Barclay’s, colosso del credito britannico, ha infatti ammesso di aver falsificato i meccanismi di determinazione del Libor tra il 2005 e il 2009, per poter agevolare le proprie scommesse speculative. L’indagine si sta estendendo ad altre banche, ovviamente, perché l’individuazione del tasso è basata sui dati forniti da più istituti. Intanto, mentre collabora all’incriminazione delle concorrenti, Barclay’s ha versato 290 milioni di sterline (450 milioni di euro) come multa per il proprio comportamento.

Tale fenomeno speculativo è stato reso possibile, probabilmente, dalla convinzione delle banche di poter agire impunemente all’interno dei mercati finanziari, incuranti dei rischi e degli svantaggi che i loro comportamenti determinavano nelle vite delle persone che chiedevano soldi in prestito e che, a causa di tali operazioni, si sono trovate magari a dover cambiare stile di vita, affrontare difficoltà non previste, mentre le banche incrementavano i propri profitti.

La riforma cui facevamo riferimento in apertura avrebbe dovuto interessare molti aspetti del funzionamento del meccanismo economico-finanziario, dall’aumento dei livelli di mezzi propri degli istituti di credito -come suggerisce il sito di promozione della finanza solidale finansol.it-, alla separazione netta tra banca al servizio del mondo produttivo e banca speculativa, alla riduzione delle dimensioni degli istituti più grandi, al blocco dei paradisi fiscali, alla profonda riforma del sistema dei derivati a quella delle agenzie di rating.

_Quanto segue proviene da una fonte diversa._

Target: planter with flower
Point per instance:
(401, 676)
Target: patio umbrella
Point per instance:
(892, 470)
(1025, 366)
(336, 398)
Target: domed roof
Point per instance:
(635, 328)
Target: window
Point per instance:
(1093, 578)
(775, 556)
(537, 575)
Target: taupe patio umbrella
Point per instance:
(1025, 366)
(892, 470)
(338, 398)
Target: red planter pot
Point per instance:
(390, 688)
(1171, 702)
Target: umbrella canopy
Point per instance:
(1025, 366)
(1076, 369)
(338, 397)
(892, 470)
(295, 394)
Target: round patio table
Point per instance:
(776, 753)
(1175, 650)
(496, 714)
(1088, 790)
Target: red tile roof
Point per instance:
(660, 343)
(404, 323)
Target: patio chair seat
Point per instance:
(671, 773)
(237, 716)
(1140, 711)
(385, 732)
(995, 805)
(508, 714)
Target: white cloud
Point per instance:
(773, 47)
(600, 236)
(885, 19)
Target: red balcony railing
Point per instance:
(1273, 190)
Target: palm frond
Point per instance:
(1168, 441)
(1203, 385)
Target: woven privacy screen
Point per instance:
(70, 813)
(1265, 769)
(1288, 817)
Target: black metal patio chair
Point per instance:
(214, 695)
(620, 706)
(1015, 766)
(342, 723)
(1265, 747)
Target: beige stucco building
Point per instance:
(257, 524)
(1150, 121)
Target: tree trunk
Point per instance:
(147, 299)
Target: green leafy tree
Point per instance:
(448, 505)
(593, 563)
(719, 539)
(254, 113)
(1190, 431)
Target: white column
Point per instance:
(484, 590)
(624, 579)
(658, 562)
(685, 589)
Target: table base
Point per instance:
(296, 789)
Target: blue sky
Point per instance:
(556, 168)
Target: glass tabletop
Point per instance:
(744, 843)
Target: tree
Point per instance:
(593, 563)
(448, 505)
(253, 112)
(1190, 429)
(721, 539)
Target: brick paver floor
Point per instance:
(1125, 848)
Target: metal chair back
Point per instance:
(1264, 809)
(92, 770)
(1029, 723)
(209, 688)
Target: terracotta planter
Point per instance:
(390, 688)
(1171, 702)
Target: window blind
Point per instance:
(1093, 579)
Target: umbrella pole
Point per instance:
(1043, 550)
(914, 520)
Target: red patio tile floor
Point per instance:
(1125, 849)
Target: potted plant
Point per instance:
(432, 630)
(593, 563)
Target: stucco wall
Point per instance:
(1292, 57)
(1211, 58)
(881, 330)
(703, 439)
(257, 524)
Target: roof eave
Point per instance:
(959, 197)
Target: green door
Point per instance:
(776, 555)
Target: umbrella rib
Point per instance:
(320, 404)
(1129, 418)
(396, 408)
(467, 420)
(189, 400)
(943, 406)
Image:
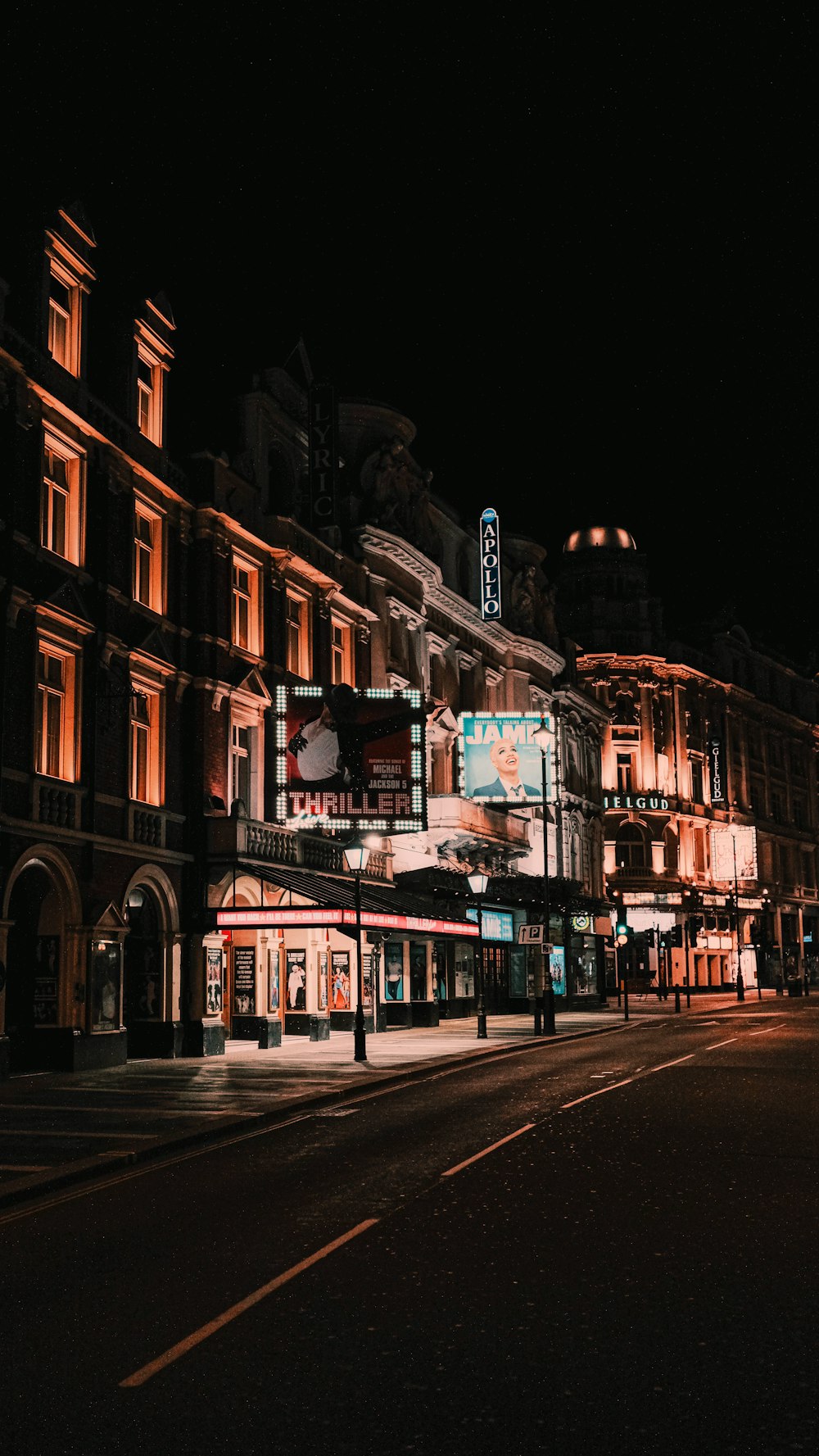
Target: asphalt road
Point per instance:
(604, 1245)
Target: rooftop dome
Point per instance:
(611, 536)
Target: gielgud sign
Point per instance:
(350, 757)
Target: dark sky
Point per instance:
(582, 261)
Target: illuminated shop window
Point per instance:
(297, 635)
(60, 515)
(147, 556)
(245, 605)
(146, 744)
(56, 717)
(630, 849)
(341, 652)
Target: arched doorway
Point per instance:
(35, 957)
(144, 972)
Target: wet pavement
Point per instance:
(60, 1127)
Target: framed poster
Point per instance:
(245, 980)
(106, 986)
(47, 957)
(274, 1002)
(296, 970)
(339, 983)
(500, 760)
(350, 757)
(395, 970)
(213, 980)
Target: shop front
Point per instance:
(294, 968)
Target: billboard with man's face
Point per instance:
(351, 759)
(500, 760)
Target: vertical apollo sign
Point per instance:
(489, 565)
(324, 455)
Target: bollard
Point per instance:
(549, 1012)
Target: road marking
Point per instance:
(474, 1158)
(676, 1064)
(48, 1132)
(600, 1092)
(206, 1331)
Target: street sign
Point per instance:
(532, 935)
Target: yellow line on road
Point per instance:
(206, 1331)
(474, 1158)
(600, 1092)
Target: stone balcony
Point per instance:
(239, 837)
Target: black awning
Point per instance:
(337, 893)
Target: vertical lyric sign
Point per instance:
(324, 455)
(489, 565)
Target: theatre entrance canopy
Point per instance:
(331, 901)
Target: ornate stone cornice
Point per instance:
(460, 612)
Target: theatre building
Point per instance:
(176, 633)
(708, 770)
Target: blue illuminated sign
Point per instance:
(496, 923)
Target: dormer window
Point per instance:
(60, 329)
(152, 360)
(149, 397)
(61, 500)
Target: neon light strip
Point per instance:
(370, 919)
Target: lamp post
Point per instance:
(543, 738)
(357, 855)
(477, 882)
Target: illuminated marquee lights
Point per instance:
(489, 565)
(376, 816)
(294, 916)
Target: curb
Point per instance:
(89, 1169)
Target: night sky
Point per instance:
(582, 261)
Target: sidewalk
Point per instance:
(58, 1129)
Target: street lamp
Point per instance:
(477, 882)
(543, 738)
(740, 980)
(357, 854)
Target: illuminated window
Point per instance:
(147, 556)
(341, 651)
(630, 849)
(146, 744)
(60, 515)
(149, 395)
(245, 769)
(297, 637)
(245, 605)
(624, 773)
(56, 718)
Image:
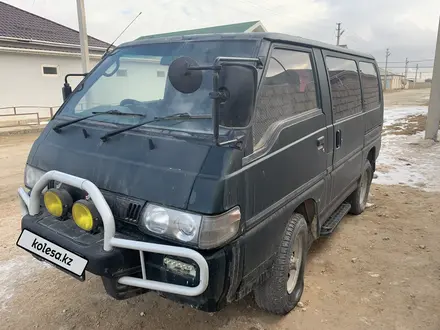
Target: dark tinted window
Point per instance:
(370, 85)
(345, 87)
(50, 70)
(287, 90)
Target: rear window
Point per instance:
(345, 87)
(288, 89)
(370, 85)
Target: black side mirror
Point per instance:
(238, 83)
(66, 90)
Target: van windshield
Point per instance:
(134, 80)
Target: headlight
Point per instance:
(171, 223)
(203, 231)
(32, 175)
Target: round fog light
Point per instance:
(57, 202)
(85, 215)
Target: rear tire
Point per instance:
(359, 197)
(283, 290)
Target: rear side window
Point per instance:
(370, 85)
(345, 87)
(288, 89)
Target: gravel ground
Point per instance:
(379, 270)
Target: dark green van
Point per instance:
(203, 167)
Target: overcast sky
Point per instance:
(407, 27)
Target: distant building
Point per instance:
(394, 81)
(35, 55)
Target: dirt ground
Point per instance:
(407, 97)
(379, 270)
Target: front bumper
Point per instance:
(109, 254)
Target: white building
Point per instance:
(394, 81)
(35, 55)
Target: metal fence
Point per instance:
(25, 115)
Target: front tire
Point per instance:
(283, 290)
(359, 197)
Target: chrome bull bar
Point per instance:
(30, 204)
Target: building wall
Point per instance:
(22, 82)
(394, 82)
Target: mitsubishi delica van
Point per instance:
(203, 167)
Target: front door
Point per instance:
(348, 123)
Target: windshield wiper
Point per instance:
(57, 128)
(181, 115)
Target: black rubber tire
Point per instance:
(272, 295)
(357, 201)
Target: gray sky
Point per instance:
(407, 27)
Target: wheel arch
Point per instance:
(371, 157)
(309, 210)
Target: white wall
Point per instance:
(23, 83)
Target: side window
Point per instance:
(287, 90)
(370, 85)
(345, 87)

Ma con i provvedimenti messi in campo o programmati in questi ultimi anni con grande fatica, in particolare con il Dodd-Frank Act negli Stati Uniti, con quanto previsto nel Vickers Report britannico, con il nuovo schema di Basilea3 in tema di capitalizzazione e liquidità delle banche, e con le riforme portate avanti a livello di Unione Europea, non si è andati molto avanti. I provvedimenti citati appaiono, in generale, tardivi, deboli, incompleti e comunque con grandi difficoltà di applicazione.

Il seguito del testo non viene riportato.